• logo nu online
Home Warta Nasional Keislaman Regional Opini Kiai NU Menjawab Dinamika Taushiyah Obituari Fragmen Tokoh Sosok Mitra
Kamis, 25 April 2024

Opini

Dilema Rangkap Jabatan antara NU dan MUI

Dilema Rangkap Jabatan antara NU dan MUI
KH Mitachul Akhyar saat ini jabat sebagai Rais Aam PBNU dan ketua Umum MUI (Foto: Dok)
KH Mitachul Akhyar saat ini jabat sebagai Rais Aam PBNU dan ketua Umum MUI (Foto: Dok)

Perhelatan Muktamar ke-34 Nahdlatul Ulama (NU) di Lampung telah selesai dilaksanakan dengan penuh kedamaian, keadaban politik, dan kesejukan pada 22-24 Desember 2021 kemarin.
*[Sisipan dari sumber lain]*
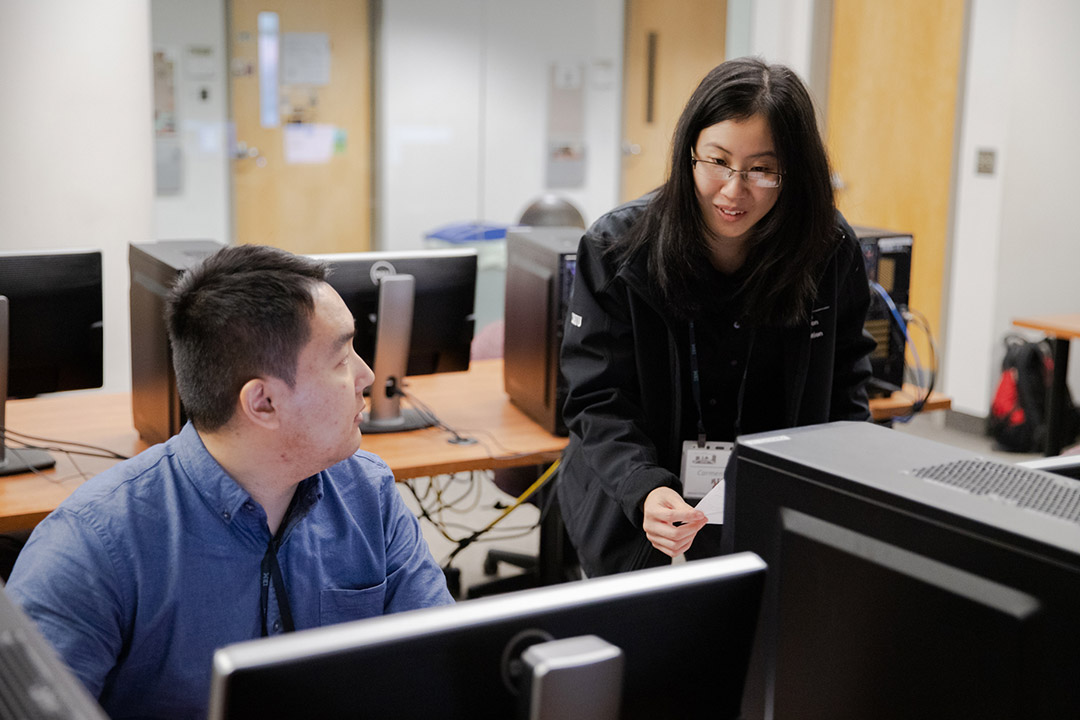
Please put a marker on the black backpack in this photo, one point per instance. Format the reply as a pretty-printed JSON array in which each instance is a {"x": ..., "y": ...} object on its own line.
[{"x": 1017, "y": 420}]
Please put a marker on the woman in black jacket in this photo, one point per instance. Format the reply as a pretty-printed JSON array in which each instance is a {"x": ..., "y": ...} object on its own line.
[{"x": 738, "y": 266}]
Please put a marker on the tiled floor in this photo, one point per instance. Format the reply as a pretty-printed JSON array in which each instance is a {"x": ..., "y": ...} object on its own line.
[{"x": 471, "y": 501}]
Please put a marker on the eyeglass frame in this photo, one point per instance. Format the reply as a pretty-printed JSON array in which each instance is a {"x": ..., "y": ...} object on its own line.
[{"x": 744, "y": 173}]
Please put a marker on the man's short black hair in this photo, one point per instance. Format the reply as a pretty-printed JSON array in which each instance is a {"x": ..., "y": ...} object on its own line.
[{"x": 242, "y": 313}]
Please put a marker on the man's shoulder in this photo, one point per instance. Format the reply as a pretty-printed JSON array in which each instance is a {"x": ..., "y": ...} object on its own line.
[{"x": 139, "y": 474}]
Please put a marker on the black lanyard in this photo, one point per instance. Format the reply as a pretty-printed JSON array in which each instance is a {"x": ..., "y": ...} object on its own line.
[
  {"x": 696, "y": 383},
  {"x": 270, "y": 572}
]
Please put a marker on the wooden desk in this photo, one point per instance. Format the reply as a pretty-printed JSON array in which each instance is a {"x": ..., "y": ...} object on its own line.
[
  {"x": 1061, "y": 329},
  {"x": 472, "y": 403}
]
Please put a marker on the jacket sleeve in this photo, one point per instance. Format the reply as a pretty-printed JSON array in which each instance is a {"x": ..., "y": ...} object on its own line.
[
  {"x": 604, "y": 407},
  {"x": 851, "y": 368}
]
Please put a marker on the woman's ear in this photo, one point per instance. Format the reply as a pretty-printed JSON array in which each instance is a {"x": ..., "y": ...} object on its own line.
[{"x": 256, "y": 403}]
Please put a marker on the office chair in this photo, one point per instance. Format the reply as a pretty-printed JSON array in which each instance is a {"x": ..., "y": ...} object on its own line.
[{"x": 556, "y": 560}]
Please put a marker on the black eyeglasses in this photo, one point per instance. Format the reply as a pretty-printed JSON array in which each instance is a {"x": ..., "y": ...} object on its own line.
[{"x": 718, "y": 171}]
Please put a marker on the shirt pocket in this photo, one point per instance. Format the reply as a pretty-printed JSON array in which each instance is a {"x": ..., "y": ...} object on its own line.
[{"x": 340, "y": 606}]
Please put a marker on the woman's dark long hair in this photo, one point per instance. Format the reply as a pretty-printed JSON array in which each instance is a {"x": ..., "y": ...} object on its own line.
[{"x": 787, "y": 247}]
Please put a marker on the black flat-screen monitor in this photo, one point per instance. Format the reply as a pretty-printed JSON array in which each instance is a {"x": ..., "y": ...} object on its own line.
[
  {"x": 34, "y": 682},
  {"x": 685, "y": 633},
  {"x": 424, "y": 324},
  {"x": 907, "y": 579},
  {"x": 51, "y": 333}
]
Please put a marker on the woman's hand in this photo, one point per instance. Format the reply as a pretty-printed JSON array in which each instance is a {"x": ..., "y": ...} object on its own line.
[{"x": 671, "y": 525}]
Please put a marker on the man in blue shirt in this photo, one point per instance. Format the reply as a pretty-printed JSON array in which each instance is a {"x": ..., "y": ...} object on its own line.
[{"x": 259, "y": 517}]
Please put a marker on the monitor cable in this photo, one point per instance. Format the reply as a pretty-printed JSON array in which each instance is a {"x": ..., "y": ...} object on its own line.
[{"x": 902, "y": 320}]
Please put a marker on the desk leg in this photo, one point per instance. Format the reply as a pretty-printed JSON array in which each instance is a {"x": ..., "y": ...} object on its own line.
[{"x": 1058, "y": 398}]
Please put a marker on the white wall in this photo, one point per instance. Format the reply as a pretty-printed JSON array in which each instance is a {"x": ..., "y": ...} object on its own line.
[
  {"x": 462, "y": 106},
  {"x": 76, "y": 164},
  {"x": 201, "y": 209},
  {"x": 1015, "y": 238}
]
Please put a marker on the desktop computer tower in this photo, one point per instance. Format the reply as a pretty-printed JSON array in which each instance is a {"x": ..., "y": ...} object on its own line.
[
  {"x": 540, "y": 265},
  {"x": 888, "y": 257},
  {"x": 154, "y": 267}
]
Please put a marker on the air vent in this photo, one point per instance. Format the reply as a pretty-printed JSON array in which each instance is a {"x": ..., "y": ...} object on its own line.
[{"x": 1017, "y": 486}]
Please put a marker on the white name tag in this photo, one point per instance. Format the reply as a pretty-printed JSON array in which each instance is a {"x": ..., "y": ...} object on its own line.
[{"x": 703, "y": 467}]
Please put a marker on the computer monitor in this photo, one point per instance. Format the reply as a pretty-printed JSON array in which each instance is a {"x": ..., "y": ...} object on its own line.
[
  {"x": 51, "y": 333},
  {"x": 415, "y": 315},
  {"x": 907, "y": 579},
  {"x": 34, "y": 682},
  {"x": 684, "y": 630}
]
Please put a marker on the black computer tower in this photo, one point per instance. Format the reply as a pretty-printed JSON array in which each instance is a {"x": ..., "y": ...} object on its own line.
[
  {"x": 154, "y": 267},
  {"x": 540, "y": 265},
  {"x": 888, "y": 256}
]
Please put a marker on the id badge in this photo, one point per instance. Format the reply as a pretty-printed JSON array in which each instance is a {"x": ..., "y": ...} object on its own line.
[{"x": 703, "y": 467}]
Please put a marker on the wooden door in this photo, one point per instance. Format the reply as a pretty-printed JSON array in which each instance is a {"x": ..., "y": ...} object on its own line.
[
  {"x": 670, "y": 46},
  {"x": 893, "y": 85},
  {"x": 301, "y": 170}
]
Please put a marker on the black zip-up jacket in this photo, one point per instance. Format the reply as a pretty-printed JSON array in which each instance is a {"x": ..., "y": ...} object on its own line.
[{"x": 621, "y": 360}]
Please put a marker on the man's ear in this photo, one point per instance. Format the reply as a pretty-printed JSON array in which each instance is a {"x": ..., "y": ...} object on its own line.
[{"x": 257, "y": 403}]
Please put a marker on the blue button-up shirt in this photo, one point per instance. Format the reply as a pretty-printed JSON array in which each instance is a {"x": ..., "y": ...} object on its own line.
[{"x": 149, "y": 567}]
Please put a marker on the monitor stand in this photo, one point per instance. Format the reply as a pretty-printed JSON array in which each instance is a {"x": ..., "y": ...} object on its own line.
[
  {"x": 577, "y": 678},
  {"x": 393, "y": 331},
  {"x": 22, "y": 460}
]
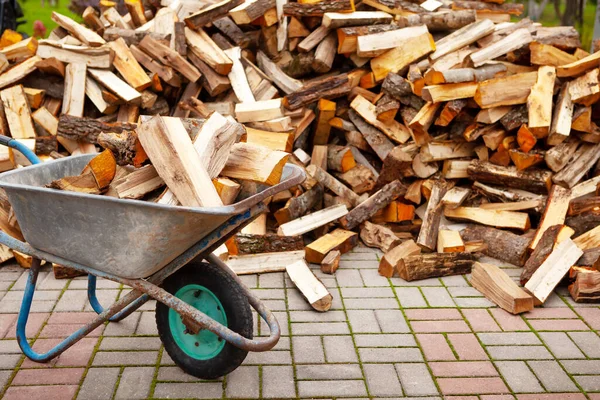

Forum tertinggi NU itu menghasilkan sejumlah keputusan, salah satunya yakni ditetapkannya kembali KH Miftachul Akhyar sebagai Rais Aam PBNU oleh 9 kiai anggota Ahlul Halli Wal Aqdi (AHWA) dan terpilihnya KH Yahya Cholil Staquf (Gus Yahya) sebagai Ketua Umum Pengurus Besar Nahdlatul Ulama (PBNU).


Muktamar diakhiri dengan happy ending, tetapi ada garapan yang harus segera dipenuhi yaitu penyusunan kabinet yang menjadi tanggang jawab berdua, sehingga tidak menjadi ruang hampa dengan bunyi keras tapi pelaksanaan program nol besar. Banyak harapan wari Nahdliyin agar kepengurusan PBNU diisi oleh orang-orang yang mempunyai kapasitas mumpuni sesuai dengan tantangan zaman, khususnya memasuki abad kedua NU.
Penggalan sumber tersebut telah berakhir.